Making Love
Director: Arthur Hiller. Cast: Michael Ontkean, Kate Jackson, Harry Hamlin, Wendy Hiller, Gwen Arner, Arthur Hill, Nancy Olson, Asher Brauner. Screenplay: Barry Sandler (based on a screen story by A. Scott Berg).

Photo © 1982 20th Century Fox
I'm as wordy as they come, and still I can't always think of anything to add to the critical and popular consensus that already exists around a movie. Such is the case with Making Love, 20th Century Fox's 1982 attempt to clear the way for gay (white male upper-class) romance, both as a tolerated form of passion and a potential new market of ticket-buyers.

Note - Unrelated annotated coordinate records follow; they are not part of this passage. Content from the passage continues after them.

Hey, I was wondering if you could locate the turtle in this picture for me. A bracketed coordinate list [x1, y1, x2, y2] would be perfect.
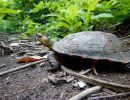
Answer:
[36, 31, 130, 71]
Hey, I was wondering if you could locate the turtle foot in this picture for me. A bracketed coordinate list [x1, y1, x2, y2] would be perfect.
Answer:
[124, 63, 130, 71]
[47, 66, 60, 72]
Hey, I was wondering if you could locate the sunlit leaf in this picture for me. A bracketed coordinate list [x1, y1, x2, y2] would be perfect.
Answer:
[67, 5, 78, 19]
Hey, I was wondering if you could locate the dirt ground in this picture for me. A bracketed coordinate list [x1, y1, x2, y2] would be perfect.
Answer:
[0, 34, 130, 100]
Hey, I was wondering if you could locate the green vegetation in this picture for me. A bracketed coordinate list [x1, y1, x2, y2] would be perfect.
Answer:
[0, 0, 130, 40]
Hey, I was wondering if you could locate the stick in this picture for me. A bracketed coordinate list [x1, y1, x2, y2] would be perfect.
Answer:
[79, 68, 92, 75]
[61, 66, 130, 91]
[88, 92, 130, 100]
[69, 86, 102, 100]
[0, 59, 46, 77]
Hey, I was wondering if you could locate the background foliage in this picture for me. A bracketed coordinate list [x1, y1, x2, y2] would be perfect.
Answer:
[0, 0, 130, 40]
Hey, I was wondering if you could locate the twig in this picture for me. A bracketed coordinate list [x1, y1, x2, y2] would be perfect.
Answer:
[69, 86, 102, 100]
[79, 68, 92, 75]
[0, 59, 46, 77]
[61, 66, 130, 91]
[92, 66, 98, 75]
[88, 92, 130, 100]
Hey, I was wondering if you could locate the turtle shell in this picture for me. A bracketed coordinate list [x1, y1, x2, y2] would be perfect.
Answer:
[53, 31, 130, 63]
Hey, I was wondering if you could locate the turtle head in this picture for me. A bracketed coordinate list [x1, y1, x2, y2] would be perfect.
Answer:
[36, 33, 53, 50]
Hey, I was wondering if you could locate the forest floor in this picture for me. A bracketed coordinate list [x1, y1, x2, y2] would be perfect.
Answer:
[0, 34, 130, 100]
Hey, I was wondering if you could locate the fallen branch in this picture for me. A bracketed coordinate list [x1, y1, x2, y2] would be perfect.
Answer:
[61, 66, 130, 91]
[69, 86, 102, 100]
[0, 59, 46, 77]
[88, 92, 130, 100]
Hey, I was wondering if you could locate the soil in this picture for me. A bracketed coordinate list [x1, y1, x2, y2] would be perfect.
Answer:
[0, 34, 130, 100]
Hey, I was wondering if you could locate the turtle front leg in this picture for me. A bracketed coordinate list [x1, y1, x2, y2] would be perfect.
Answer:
[47, 52, 60, 72]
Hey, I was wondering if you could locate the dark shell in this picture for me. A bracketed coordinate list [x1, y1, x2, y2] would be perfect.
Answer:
[53, 31, 130, 63]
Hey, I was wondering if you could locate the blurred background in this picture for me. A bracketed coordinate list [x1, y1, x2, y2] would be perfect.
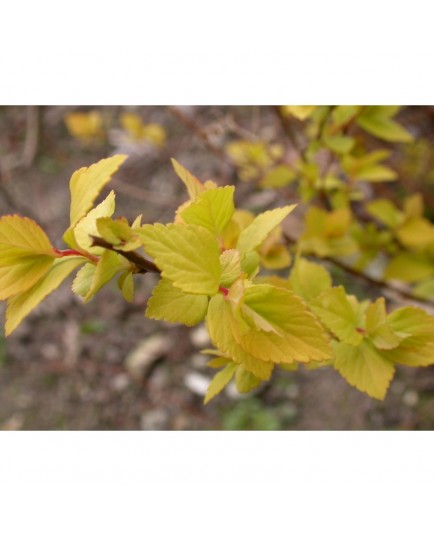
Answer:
[0, 106, 434, 430]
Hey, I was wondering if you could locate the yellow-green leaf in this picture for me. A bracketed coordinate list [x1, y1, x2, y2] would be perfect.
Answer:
[334, 340, 395, 400]
[237, 205, 296, 255]
[136, 223, 222, 296]
[240, 284, 331, 363]
[310, 287, 362, 345]
[235, 365, 261, 393]
[0, 215, 56, 300]
[72, 262, 96, 298]
[366, 199, 403, 229]
[69, 154, 127, 229]
[84, 249, 129, 303]
[396, 218, 434, 248]
[180, 186, 235, 236]
[357, 106, 413, 142]
[365, 298, 401, 350]
[204, 363, 237, 404]
[73, 190, 115, 255]
[206, 294, 274, 380]
[146, 278, 208, 326]
[5, 257, 86, 335]
[282, 105, 317, 121]
[118, 270, 134, 302]
[289, 258, 332, 302]
[220, 249, 241, 287]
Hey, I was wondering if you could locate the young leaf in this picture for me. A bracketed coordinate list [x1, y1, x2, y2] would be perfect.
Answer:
[289, 257, 332, 302]
[146, 277, 208, 326]
[237, 205, 296, 256]
[84, 249, 129, 303]
[136, 223, 221, 296]
[0, 215, 55, 300]
[206, 294, 274, 380]
[357, 106, 413, 142]
[118, 270, 134, 302]
[170, 158, 205, 199]
[204, 363, 237, 404]
[180, 186, 235, 236]
[384, 251, 434, 283]
[333, 340, 395, 400]
[72, 262, 96, 298]
[220, 249, 241, 287]
[240, 285, 332, 363]
[235, 365, 261, 393]
[365, 298, 401, 350]
[5, 257, 86, 335]
[70, 154, 127, 228]
[310, 287, 363, 345]
[73, 190, 115, 255]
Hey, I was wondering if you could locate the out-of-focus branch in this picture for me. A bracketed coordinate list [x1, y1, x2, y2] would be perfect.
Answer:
[283, 233, 434, 308]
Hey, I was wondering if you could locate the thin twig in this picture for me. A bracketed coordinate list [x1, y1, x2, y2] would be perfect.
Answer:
[21, 106, 40, 169]
[91, 236, 161, 274]
[283, 233, 434, 307]
[169, 106, 229, 163]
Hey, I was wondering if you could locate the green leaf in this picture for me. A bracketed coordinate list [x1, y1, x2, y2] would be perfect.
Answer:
[354, 164, 397, 182]
[357, 106, 413, 143]
[324, 135, 356, 154]
[180, 186, 235, 236]
[388, 306, 434, 338]
[5, 257, 86, 335]
[396, 218, 434, 248]
[289, 257, 332, 302]
[366, 298, 401, 350]
[69, 154, 127, 229]
[220, 249, 241, 287]
[282, 106, 317, 121]
[235, 365, 261, 393]
[170, 158, 205, 199]
[383, 333, 434, 367]
[310, 287, 363, 345]
[96, 216, 142, 251]
[206, 294, 274, 380]
[333, 340, 395, 400]
[146, 278, 208, 326]
[0, 215, 56, 300]
[118, 270, 134, 302]
[204, 363, 237, 404]
[413, 279, 434, 298]
[237, 205, 296, 256]
[136, 223, 222, 296]
[332, 106, 360, 129]
[72, 262, 96, 298]
[84, 249, 129, 303]
[239, 284, 332, 363]
[366, 199, 403, 229]
[73, 190, 115, 255]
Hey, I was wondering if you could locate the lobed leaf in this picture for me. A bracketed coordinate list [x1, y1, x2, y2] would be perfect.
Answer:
[136, 223, 222, 296]
[333, 339, 395, 400]
[237, 205, 296, 256]
[180, 186, 235, 236]
[146, 277, 208, 326]
[5, 257, 86, 335]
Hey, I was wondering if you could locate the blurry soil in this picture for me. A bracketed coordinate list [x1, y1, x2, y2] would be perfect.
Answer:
[0, 107, 434, 430]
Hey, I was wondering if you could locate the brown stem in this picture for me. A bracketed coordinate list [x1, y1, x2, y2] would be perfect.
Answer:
[169, 106, 229, 162]
[284, 233, 434, 306]
[91, 236, 161, 274]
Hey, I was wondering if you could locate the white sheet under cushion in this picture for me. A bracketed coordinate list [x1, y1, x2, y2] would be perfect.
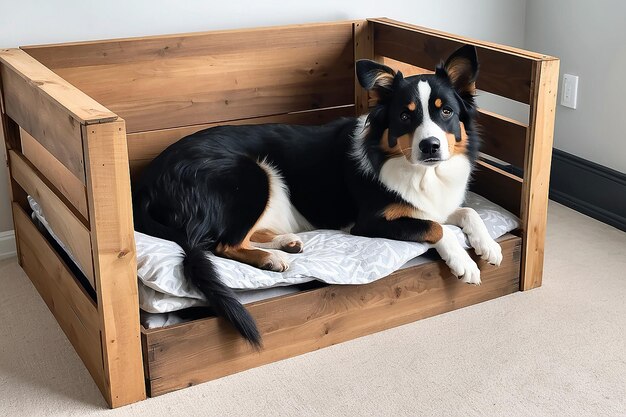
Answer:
[29, 193, 519, 313]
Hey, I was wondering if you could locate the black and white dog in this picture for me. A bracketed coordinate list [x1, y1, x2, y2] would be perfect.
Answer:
[133, 46, 502, 347]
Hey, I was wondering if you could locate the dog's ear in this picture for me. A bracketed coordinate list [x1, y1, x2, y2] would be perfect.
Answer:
[436, 45, 478, 99]
[356, 59, 402, 101]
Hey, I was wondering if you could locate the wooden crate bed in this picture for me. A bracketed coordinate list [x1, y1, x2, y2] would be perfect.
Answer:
[0, 19, 559, 407]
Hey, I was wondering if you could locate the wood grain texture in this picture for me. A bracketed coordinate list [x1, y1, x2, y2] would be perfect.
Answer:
[20, 129, 89, 222]
[370, 20, 534, 103]
[9, 151, 95, 286]
[353, 20, 374, 116]
[0, 71, 27, 266]
[470, 163, 522, 217]
[127, 105, 354, 178]
[40, 22, 354, 133]
[367, 17, 557, 61]
[520, 60, 559, 290]
[478, 109, 528, 168]
[83, 120, 145, 407]
[143, 235, 520, 396]
[0, 49, 117, 124]
[21, 21, 353, 69]
[0, 64, 85, 182]
[13, 203, 105, 391]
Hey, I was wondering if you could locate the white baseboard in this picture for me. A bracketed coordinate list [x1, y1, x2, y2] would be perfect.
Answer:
[0, 230, 17, 260]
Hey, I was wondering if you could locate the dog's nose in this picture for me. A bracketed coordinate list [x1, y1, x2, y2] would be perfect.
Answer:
[419, 136, 441, 155]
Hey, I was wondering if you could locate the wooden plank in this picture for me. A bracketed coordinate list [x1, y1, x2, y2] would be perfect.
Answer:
[13, 203, 105, 391]
[478, 109, 528, 168]
[381, 56, 428, 77]
[21, 21, 354, 69]
[143, 235, 520, 396]
[521, 60, 559, 290]
[41, 23, 354, 133]
[353, 20, 374, 116]
[0, 48, 117, 126]
[83, 120, 146, 407]
[470, 163, 522, 217]
[127, 106, 354, 177]
[0, 72, 27, 266]
[370, 20, 534, 103]
[9, 147, 94, 286]
[20, 129, 89, 222]
[0, 64, 85, 182]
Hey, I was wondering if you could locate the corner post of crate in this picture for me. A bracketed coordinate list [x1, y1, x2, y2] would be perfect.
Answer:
[82, 119, 146, 407]
[0, 50, 26, 266]
[352, 20, 374, 116]
[520, 56, 559, 291]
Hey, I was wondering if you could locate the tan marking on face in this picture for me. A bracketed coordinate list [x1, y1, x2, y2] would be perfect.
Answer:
[374, 71, 393, 88]
[446, 122, 468, 156]
[380, 129, 412, 161]
[424, 222, 443, 243]
[383, 203, 417, 221]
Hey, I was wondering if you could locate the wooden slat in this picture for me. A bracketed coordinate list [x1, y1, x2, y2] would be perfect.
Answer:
[20, 129, 89, 221]
[367, 17, 557, 61]
[13, 203, 105, 391]
[521, 60, 559, 290]
[9, 147, 94, 286]
[370, 20, 534, 103]
[21, 21, 354, 69]
[478, 109, 528, 168]
[470, 163, 522, 217]
[353, 20, 374, 116]
[34, 22, 354, 133]
[0, 64, 85, 182]
[143, 236, 520, 396]
[83, 120, 145, 407]
[0, 74, 27, 265]
[0, 49, 117, 125]
[127, 106, 354, 177]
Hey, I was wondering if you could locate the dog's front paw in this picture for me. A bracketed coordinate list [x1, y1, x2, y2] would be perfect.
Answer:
[260, 250, 289, 272]
[469, 235, 502, 266]
[446, 251, 481, 285]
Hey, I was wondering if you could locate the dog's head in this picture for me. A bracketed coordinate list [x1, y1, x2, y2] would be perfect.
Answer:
[356, 45, 478, 165]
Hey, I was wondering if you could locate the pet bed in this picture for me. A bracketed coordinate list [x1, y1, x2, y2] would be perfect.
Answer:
[0, 19, 559, 407]
[28, 192, 519, 318]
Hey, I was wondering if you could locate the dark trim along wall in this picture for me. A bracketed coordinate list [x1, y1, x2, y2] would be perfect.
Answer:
[550, 149, 626, 231]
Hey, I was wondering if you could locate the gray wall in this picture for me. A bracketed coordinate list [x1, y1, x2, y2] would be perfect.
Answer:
[525, 0, 626, 172]
[0, 0, 526, 231]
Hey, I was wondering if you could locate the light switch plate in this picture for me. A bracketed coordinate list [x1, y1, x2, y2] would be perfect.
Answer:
[561, 74, 578, 109]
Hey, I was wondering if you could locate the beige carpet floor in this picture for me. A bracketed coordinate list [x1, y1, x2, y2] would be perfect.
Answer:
[0, 203, 626, 417]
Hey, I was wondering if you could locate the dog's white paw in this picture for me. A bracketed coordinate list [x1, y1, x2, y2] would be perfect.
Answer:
[260, 249, 289, 272]
[446, 251, 481, 285]
[468, 235, 502, 266]
[435, 227, 480, 285]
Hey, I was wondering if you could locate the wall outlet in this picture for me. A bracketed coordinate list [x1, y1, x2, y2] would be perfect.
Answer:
[561, 74, 578, 109]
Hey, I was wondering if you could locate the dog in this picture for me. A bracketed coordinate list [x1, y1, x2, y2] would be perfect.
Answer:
[133, 45, 502, 348]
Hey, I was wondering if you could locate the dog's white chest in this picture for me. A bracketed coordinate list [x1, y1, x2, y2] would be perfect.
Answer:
[379, 155, 471, 223]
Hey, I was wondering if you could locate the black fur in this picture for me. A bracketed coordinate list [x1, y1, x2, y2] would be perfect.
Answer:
[133, 44, 478, 347]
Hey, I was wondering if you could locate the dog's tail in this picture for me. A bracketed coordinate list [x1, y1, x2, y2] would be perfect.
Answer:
[134, 195, 261, 349]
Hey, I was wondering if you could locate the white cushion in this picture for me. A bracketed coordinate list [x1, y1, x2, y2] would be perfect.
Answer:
[29, 193, 519, 313]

That's a practical motivation, not a cynical one, and if Making Love has a virtue, its lack of cynicism is that virtue. Love Story helmer Arthur Hiller launches forward with another of his faux-delicate piano scores, cinematographer David Walsh lights everyone in the soft, gauzy glow of heartache and beatitudes, and whatever their limitations as performers, future Twin Peaks sheriff Michael Ontkean, former Charlie's angel Kate Jackson, and Harry Hamlin, recently retired as Perseus of Clash of the Titans, all bring conviction, compassion, and a sometimes oppressive air of responsibility to their performances. The studio that was simultaneously preparing to distribute Porky's around the country hasn't allowed much if any room for actual erotic spontaneity, much less any ribaldry whatsoever, in Making Love—unless swimming-pool frolics and endless shots of Hamlin doing push-ups are supposed to count. But they've at least gone pretty whole-hog with the same "serious romance" signifiers that they'd have furnished to a Marsha Mason or Jill Clayburgh vehicle in the same period, all the way through to the soothing and subtly incoherent Burt Bacharach-Carole Bayer Sager number that Roberta Flack croons over the end credit roll.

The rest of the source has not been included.